Rallies are happening all across New York on Wednesday to demand sentencing law reforms. The statewide campaign, called Communities Not Cages, is made up of several organizations, formerly incarcerated people and families, as well as activists who hope to bring attention to New York’s harsh sentencing statutes
Advocates say that these laws are unfair and disproportionately target Black and brown communities. Currently, over 30,000 people are incarcerated in New York State prisons, with about 75% of them being Black or brown.
The campaign also supports the passage of three new bills: Eliminate Mandatory Minimums Act, the Second Look Act, and Earned Time Act. The Eliminate Mandatory Minimums Act aims to remove mandatory minimums and overturn New York’s “three strikes” law, which imposes harsher sentences after being convicted on three separate occasions. This will allow judges to take into account individual factors for each case.
The Second Look Act will allow incarcerated people to petition for resentencing after serving half or 10 years of their sentence. Currently, there is no way for those incarcerated to demonstrate changed behavior and ask for reconsideration of their sentencing.
The last bill, the Earned Time Act, sets out to strengthen “good time” and “merit time” laws to allow incarcerated people to earn time off from their sentences.
These bills hope to overturn the Rockefeller Drug laws that introduced mandatory minimum laws and are still in effect today. Because of mandatory minimums, the accused are often coerced into plea deals. So far, 98% of convictions end in plea deals, not allowing the accused to go to trial.

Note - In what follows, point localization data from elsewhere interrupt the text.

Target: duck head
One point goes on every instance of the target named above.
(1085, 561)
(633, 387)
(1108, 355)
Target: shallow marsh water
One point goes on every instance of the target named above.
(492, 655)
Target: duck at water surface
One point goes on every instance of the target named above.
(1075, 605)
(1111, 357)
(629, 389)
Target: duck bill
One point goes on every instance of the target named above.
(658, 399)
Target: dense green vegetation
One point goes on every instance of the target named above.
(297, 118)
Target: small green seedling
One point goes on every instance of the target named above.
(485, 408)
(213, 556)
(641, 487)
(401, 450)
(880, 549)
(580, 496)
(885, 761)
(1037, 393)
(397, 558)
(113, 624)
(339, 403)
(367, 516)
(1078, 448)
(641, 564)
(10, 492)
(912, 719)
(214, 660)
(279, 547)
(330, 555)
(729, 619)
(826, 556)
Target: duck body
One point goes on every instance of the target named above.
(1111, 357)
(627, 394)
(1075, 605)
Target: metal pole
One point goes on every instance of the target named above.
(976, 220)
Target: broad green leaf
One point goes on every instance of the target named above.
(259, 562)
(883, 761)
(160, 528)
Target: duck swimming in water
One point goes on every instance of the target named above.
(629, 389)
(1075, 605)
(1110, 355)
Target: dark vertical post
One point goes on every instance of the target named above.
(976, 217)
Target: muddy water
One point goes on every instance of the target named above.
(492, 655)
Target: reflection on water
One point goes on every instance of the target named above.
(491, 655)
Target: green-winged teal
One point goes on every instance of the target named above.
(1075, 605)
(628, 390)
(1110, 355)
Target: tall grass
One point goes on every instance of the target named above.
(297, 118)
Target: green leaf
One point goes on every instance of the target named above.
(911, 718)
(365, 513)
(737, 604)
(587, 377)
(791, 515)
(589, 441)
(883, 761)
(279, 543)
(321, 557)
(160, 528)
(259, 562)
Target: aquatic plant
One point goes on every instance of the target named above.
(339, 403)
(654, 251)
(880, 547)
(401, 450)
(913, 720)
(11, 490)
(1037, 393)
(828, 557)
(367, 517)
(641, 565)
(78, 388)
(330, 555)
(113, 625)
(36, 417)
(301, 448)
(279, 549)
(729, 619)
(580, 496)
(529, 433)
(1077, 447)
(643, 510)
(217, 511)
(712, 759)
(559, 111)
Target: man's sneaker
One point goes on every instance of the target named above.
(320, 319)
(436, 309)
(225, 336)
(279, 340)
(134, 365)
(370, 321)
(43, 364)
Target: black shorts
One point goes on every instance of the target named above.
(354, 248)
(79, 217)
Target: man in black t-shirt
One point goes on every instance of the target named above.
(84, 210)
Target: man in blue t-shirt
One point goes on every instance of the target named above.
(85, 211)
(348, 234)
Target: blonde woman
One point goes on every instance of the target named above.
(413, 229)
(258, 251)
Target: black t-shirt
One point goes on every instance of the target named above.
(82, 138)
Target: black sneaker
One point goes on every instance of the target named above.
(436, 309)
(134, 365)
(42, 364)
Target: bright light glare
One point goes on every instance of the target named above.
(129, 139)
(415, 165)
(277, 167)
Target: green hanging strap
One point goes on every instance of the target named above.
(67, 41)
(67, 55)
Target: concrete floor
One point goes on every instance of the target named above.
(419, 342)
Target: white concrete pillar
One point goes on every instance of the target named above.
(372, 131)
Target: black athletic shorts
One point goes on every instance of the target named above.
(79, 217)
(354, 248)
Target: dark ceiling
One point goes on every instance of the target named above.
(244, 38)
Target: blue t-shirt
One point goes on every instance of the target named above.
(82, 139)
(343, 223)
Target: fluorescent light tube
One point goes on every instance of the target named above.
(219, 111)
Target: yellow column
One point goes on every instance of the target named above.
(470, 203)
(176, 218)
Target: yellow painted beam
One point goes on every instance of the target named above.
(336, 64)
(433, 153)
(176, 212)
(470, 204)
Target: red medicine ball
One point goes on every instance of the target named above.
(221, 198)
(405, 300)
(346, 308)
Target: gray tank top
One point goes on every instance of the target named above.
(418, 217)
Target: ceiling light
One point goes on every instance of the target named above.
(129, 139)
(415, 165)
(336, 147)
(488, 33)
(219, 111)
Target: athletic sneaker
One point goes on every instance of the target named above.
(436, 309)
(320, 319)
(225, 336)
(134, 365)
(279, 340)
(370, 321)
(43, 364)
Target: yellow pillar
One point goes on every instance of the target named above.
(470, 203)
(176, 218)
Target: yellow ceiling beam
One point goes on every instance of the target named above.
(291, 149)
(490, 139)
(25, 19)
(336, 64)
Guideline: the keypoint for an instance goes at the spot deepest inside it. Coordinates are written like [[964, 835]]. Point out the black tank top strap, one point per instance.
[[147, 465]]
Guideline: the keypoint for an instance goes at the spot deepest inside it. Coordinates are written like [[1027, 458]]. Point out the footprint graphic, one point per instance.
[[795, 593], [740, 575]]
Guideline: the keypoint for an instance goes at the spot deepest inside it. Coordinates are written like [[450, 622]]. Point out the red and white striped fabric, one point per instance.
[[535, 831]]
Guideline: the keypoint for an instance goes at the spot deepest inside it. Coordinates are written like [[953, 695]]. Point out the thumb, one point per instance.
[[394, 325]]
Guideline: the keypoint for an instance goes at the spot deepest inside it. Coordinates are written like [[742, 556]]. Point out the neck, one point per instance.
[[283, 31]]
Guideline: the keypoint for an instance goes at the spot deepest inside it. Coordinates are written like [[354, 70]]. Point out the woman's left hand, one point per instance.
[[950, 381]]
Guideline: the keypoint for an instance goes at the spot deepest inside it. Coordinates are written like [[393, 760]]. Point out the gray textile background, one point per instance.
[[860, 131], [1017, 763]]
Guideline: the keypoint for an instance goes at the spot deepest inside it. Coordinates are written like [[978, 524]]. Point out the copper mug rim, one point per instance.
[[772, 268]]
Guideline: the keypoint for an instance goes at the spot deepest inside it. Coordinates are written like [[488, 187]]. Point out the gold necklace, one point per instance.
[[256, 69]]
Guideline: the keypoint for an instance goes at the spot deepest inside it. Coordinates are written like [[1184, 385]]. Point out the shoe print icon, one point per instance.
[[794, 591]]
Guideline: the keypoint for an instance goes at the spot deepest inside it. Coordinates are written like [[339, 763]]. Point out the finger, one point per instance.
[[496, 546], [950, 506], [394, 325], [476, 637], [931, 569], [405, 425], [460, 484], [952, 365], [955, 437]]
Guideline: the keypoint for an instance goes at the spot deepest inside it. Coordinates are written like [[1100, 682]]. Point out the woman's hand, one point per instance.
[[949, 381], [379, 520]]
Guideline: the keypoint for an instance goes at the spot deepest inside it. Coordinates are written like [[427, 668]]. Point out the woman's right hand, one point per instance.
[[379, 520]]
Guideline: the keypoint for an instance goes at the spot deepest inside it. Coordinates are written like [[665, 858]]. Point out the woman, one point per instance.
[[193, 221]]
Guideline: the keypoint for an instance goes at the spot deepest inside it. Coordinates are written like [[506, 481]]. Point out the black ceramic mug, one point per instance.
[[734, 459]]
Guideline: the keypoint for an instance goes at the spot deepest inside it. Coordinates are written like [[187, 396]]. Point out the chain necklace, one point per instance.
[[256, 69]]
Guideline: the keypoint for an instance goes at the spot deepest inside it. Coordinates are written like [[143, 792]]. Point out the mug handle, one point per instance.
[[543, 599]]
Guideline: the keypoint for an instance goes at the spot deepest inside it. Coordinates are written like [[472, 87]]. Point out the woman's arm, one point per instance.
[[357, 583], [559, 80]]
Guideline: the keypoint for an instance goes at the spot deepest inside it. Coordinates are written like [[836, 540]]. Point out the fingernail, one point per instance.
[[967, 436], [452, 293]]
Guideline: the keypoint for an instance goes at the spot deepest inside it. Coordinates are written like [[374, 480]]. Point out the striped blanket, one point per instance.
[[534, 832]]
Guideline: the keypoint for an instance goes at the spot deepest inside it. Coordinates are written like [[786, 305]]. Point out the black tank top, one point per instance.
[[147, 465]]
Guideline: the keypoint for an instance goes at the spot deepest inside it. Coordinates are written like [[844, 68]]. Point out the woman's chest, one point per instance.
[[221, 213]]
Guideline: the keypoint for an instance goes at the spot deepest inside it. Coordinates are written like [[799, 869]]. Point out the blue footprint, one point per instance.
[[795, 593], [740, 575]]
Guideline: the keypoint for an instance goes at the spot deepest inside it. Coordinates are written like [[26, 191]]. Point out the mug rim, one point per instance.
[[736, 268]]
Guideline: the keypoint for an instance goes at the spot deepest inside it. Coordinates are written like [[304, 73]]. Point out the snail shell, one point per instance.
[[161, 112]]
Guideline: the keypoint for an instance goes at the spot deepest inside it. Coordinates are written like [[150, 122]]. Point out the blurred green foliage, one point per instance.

These rallies also hope to challenge the narrative that longer prison sentences reduce recidivism and that rehabilitation should be the focus, especially since over 20% of incarcerated folks suffer from a mental illness. With rallies in Long Island, Rochester, Syracuse, Buffalo and New York City, advocates and legislators across the state hope that passing these bills will bring the state one step closer to beating the costly issue of mass incarceration.